Another story was originally slotted to be first at bat, but with timeline concerns and the excitement building around this year's team roster, the Jays piece emerged as the right choice. And, as Fozo notes, Canadian Business and the Jays share an owner in Rogers, which also owns Sportsnet; the sports channel/magazine has been all over the Jays and proved to be a valuable collaborator, lending press conference footage for the story's multimedia features and making itself available for consultation.

Also fleshing out the piece are audio clips, infographics, slideshows done up like trading cards, and "widescreen" photographs. A double-line AW Conqueror font, similar to the typeface associated with the Jays, was used for the headline, which digital art director David Dela Cruz said creates a nostalgic feeling. (Scroll to the bottom of the story to see a full list of the creators involved.)

Fozo cites "Snow Fall", a 2012 story in The New York Times, and the website for the Milwaukee police department as examples of parallax, the type of web scrolling design that allowed the story's photos to move at a slower rate than its headline and pull quotes.

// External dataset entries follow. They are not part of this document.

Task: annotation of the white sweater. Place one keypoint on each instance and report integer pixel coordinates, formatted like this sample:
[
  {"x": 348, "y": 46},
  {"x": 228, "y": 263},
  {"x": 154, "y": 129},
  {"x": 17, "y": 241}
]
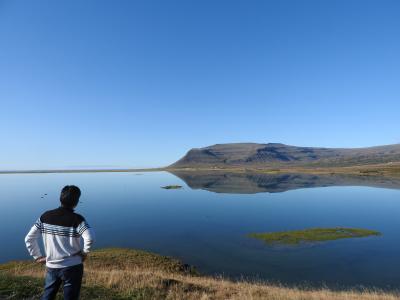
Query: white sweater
[{"x": 65, "y": 235}]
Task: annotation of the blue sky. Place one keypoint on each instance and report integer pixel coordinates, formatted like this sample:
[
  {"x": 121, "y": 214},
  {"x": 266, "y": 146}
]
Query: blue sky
[{"x": 138, "y": 83}]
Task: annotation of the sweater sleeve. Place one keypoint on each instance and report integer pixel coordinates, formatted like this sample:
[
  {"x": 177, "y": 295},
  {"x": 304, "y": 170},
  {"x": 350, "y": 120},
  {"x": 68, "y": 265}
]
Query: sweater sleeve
[
  {"x": 87, "y": 234},
  {"x": 32, "y": 240}
]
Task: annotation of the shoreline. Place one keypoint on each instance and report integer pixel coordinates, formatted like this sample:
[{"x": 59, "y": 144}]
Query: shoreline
[
  {"x": 391, "y": 169},
  {"x": 122, "y": 273}
]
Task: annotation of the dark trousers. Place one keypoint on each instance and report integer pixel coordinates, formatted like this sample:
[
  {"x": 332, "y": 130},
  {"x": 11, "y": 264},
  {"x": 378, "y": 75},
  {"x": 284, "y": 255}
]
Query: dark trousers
[{"x": 70, "y": 277}]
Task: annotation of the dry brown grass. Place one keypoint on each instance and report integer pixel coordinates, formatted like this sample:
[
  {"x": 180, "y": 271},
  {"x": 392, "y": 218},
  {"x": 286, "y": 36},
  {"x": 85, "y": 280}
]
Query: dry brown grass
[{"x": 146, "y": 276}]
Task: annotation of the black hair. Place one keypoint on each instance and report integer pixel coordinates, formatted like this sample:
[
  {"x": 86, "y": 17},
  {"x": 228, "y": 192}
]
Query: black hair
[{"x": 70, "y": 196}]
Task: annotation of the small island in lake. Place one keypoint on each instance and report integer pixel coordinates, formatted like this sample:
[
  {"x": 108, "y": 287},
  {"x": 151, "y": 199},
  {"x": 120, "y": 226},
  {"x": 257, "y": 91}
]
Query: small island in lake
[
  {"x": 171, "y": 187},
  {"x": 295, "y": 237}
]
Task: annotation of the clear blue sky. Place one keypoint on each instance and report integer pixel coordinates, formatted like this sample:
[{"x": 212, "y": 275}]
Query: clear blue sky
[{"x": 138, "y": 83}]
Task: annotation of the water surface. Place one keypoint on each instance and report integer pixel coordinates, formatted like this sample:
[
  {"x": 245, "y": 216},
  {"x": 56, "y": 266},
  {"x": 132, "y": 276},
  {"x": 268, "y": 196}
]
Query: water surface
[{"x": 206, "y": 223}]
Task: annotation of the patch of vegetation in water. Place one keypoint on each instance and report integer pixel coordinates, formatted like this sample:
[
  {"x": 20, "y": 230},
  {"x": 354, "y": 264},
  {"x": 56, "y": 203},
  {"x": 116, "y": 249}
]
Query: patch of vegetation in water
[
  {"x": 172, "y": 187},
  {"x": 295, "y": 237}
]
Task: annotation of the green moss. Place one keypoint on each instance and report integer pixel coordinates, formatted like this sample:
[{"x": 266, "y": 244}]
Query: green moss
[
  {"x": 172, "y": 187},
  {"x": 296, "y": 237}
]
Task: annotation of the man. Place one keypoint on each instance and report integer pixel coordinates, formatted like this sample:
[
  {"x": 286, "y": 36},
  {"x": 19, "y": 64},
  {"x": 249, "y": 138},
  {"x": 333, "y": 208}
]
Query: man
[{"x": 62, "y": 231}]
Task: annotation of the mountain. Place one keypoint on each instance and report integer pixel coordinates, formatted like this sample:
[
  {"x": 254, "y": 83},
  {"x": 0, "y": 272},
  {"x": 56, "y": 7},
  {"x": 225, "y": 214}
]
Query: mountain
[
  {"x": 252, "y": 182},
  {"x": 280, "y": 155}
]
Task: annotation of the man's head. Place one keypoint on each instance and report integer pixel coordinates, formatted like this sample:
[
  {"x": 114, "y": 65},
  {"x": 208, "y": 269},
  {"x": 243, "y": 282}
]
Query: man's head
[{"x": 70, "y": 196}]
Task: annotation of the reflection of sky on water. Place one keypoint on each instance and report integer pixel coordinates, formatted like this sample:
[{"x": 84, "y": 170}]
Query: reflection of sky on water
[{"x": 209, "y": 229}]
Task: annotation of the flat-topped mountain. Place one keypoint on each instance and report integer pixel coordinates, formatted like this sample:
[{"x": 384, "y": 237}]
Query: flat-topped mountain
[{"x": 277, "y": 155}]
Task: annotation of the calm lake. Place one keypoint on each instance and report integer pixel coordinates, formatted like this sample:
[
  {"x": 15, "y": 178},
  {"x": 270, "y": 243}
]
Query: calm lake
[{"x": 206, "y": 223}]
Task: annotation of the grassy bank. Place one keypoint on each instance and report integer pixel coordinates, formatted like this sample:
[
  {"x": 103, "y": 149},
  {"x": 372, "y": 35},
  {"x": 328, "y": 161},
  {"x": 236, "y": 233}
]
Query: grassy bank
[
  {"x": 132, "y": 274},
  {"x": 294, "y": 237}
]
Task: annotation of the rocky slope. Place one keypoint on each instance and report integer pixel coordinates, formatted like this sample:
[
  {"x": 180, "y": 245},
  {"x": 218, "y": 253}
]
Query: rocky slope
[{"x": 275, "y": 155}]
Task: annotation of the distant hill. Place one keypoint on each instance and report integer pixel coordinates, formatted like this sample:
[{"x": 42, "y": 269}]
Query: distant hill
[
  {"x": 253, "y": 182},
  {"x": 277, "y": 155}
]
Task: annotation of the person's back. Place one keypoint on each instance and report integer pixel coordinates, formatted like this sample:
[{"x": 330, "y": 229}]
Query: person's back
[{"x": 62, "y": 231}]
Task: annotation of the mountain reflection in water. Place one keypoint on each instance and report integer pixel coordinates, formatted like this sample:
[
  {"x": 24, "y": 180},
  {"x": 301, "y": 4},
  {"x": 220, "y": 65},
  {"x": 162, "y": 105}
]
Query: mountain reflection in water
[{"x": 251, "y": 183}]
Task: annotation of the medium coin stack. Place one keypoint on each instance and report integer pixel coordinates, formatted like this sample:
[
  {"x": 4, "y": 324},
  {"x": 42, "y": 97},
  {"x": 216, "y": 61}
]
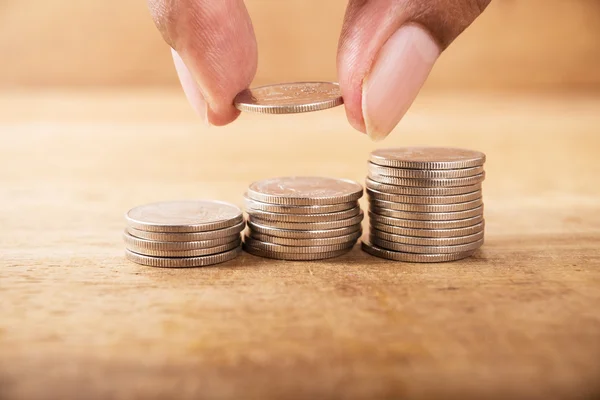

"We wanted to try it but also keep it simple," Fozo said. At one point the layout was going to feature a baseball moving throughout the story, tying in to the knuckleball motif writer Tim Shufelt used in the article, but testing the design across platforms, browsers, systems and devices proved difficult. "It was way more complicated than anyone anticipated," Fozo said.

Even now, there are design elements that can't be seen by all. The parallax pull quotes, for example, don't show up on certain browsers or lower-res monitors because the team opted to remove them rather than not have them look perfect. "We just told those browsers not to use parallax," Fozo explained.

The Canadian Business site underwent a responsive redesign last year with a mobile-first approach, but Fozo said this story aims to look best on bigger monitors.

Readers can expect similar long-form layouts in the future, with tweaks as the team experiments with multimedia elements and adjusts layouts for different stories. "We didn't want to do this for the sake of it," Fozo said. "We wanted to really be innovative and learn from this and start something that we're going to continue to build on."